Grant hesitated; analysing, as always, just exactly what he did feel.

‘I find vanity repellent. As a person I loathe it, and as a policeman I distrust it.’

‘It’s a harmless sort of weakness,’ Tad said, with a tolerant lift of a shoulder.

‘That is just where you are wrong. It is the utterly destructive quality. When you say vanity, you are thinking of the kind that admires itself in mirrors and buys things to deck itself out in. But that is merely personal conceit. Real vanity is something quite different. A matter not of person but of personality. Vanity says “I must have this because I am me”. It is a frightening thing because it is incurable. You can never convince Vanity that anyone else is of the slightest importance; he just doesn’t understand what you are talking about. He will kill a person rather than be put to the inconvenience of doing a six months’ stretch.’

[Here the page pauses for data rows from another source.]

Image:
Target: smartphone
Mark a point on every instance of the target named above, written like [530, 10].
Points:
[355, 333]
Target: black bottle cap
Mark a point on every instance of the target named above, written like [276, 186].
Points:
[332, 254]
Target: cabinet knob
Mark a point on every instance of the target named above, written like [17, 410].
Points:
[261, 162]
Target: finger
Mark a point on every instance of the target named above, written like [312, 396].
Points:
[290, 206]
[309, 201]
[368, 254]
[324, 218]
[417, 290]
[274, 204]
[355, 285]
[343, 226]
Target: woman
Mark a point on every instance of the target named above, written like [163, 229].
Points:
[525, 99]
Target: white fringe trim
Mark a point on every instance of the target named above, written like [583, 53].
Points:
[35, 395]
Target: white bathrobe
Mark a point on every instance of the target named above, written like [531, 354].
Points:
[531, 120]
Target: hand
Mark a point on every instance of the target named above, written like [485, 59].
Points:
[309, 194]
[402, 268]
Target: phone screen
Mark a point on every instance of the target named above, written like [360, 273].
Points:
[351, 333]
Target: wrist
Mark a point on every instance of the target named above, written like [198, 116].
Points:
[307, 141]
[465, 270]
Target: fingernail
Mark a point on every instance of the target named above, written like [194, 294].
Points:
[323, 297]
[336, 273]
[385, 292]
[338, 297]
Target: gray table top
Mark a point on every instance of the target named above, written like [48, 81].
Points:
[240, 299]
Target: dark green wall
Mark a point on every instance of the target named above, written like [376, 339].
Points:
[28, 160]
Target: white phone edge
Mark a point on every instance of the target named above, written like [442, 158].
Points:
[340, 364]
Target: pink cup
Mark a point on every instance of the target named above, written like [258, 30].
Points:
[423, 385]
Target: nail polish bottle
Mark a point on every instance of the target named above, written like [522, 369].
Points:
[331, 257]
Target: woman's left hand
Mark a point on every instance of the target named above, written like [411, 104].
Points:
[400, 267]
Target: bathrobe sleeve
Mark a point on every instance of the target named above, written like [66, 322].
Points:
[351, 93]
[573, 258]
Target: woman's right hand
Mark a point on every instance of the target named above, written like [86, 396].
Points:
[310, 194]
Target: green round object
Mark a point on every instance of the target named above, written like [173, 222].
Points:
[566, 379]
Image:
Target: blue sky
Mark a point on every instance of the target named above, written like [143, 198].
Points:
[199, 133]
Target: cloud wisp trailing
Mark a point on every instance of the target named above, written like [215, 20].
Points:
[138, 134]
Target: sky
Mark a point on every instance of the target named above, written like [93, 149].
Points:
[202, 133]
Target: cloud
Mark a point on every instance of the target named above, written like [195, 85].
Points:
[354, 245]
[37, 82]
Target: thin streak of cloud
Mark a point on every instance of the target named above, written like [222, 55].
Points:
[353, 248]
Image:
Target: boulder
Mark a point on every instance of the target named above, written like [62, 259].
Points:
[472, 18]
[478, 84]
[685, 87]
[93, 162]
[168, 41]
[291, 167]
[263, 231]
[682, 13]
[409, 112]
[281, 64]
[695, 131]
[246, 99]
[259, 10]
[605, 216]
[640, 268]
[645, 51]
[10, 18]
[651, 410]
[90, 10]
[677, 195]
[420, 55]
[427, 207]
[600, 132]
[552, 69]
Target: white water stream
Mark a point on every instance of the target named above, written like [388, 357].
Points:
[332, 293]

‘But that’s being insane.’

‘Not according to Vanity’s reckoning. And certainly not in the medical sense. It is merely Vanity being logical. It is, as I said, a frightening trait; and the basis of all criminal personality. Criminals—true criminals, as opposed to the little man who cooks the accounts in an emergency or the man who kills his wife when he finds her in bed with a stranger—true criminals vary in looks and tastes and intelligence and method as widely as the rest of the world does, but they have one invariable characteristic: their pathological vanity.’

Tad looked as though he were only half-listening because he was using this information on some private reference of his own. ‘Listen, Mr Grant,’ he said, ‘are you saying that this guy Lloyd isn’t to be trusted?’

Grant thought that over.

‘I wish I knew,’ he said at last. ‘I wish I knew.’

‘We-e-ll!’ said Tad. ‘That sure puts a different look on things, don’t it!’